A B S T R A C TThe consumption of foods functionalized with spirulina might have positive health effects. However, spirulinabased food products are usually associated with unpleasant flavor and odor, and can present non-homogeneous appearance, impairing consumers' acceptance. Moreover, it is important to assure bioactivity maintenance. To develop a novel food ingredient, spirulina was chemically characterized, and spray-dried using two encapsulating materials: i) maltodextrin and ii) maltodextrin crosslinked with citric acid.
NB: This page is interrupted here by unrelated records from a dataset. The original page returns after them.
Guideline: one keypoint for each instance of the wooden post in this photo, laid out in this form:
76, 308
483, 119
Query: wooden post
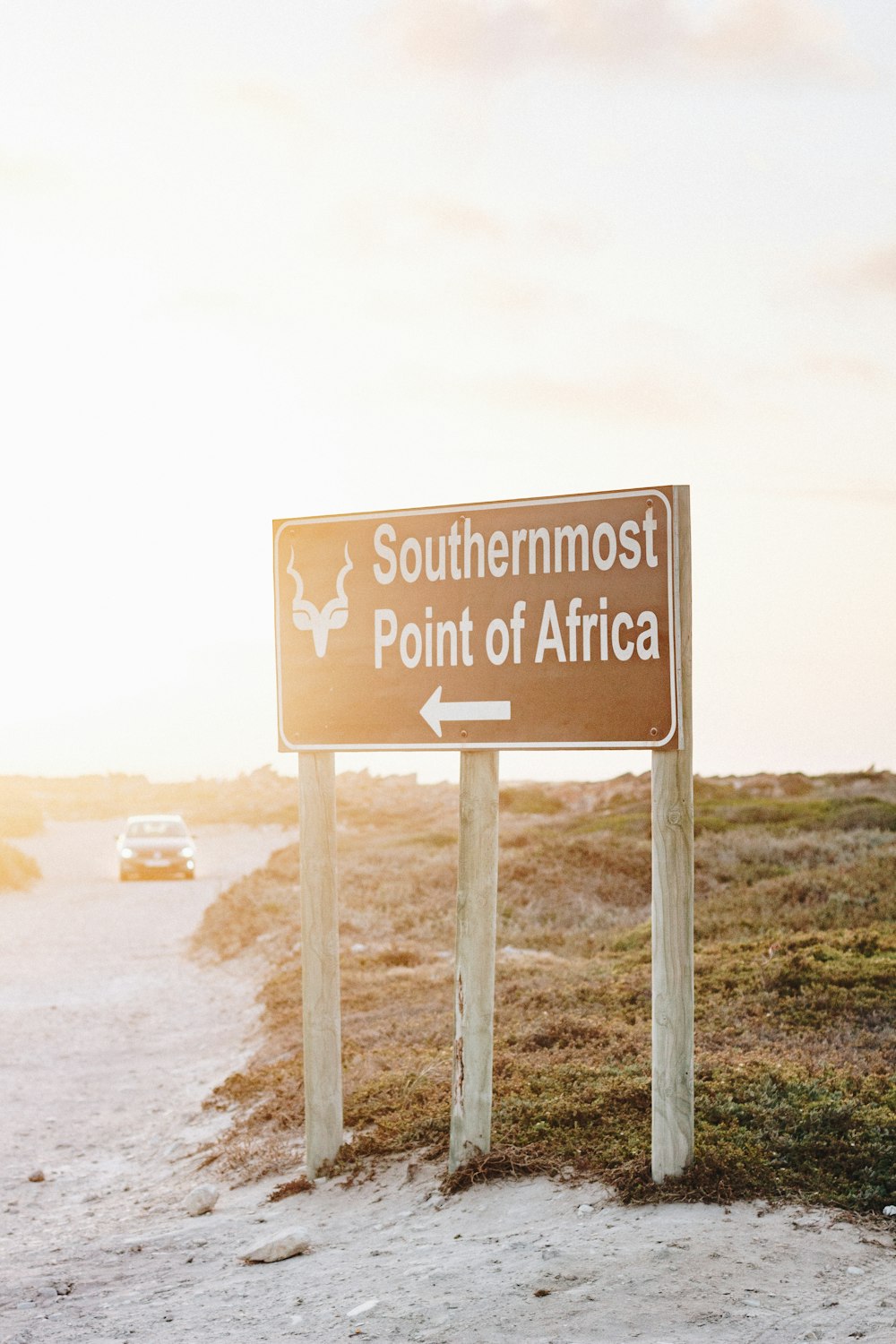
672, 822
319, 895
477, 886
Thereafter, free and encapsulated spirulina were evaluated for their bioactive properties. Microencapsulated spirulina presented higher thermal stability than the base materials, while showing better anti-inflammatory activity without exerting cytotoxicity. Free and encapsulated spirulina were further added to yogurts to validate their suitability as functionalizing agents. Yogurts added with encapsulated spirulina presented a more homogeneous appearance, and the best solution was spirulina encapsulated in maltodextrin crosslinked with citric acid, considering the nutritional profile, attractive color, and improved antioxidant activity throughout storage time.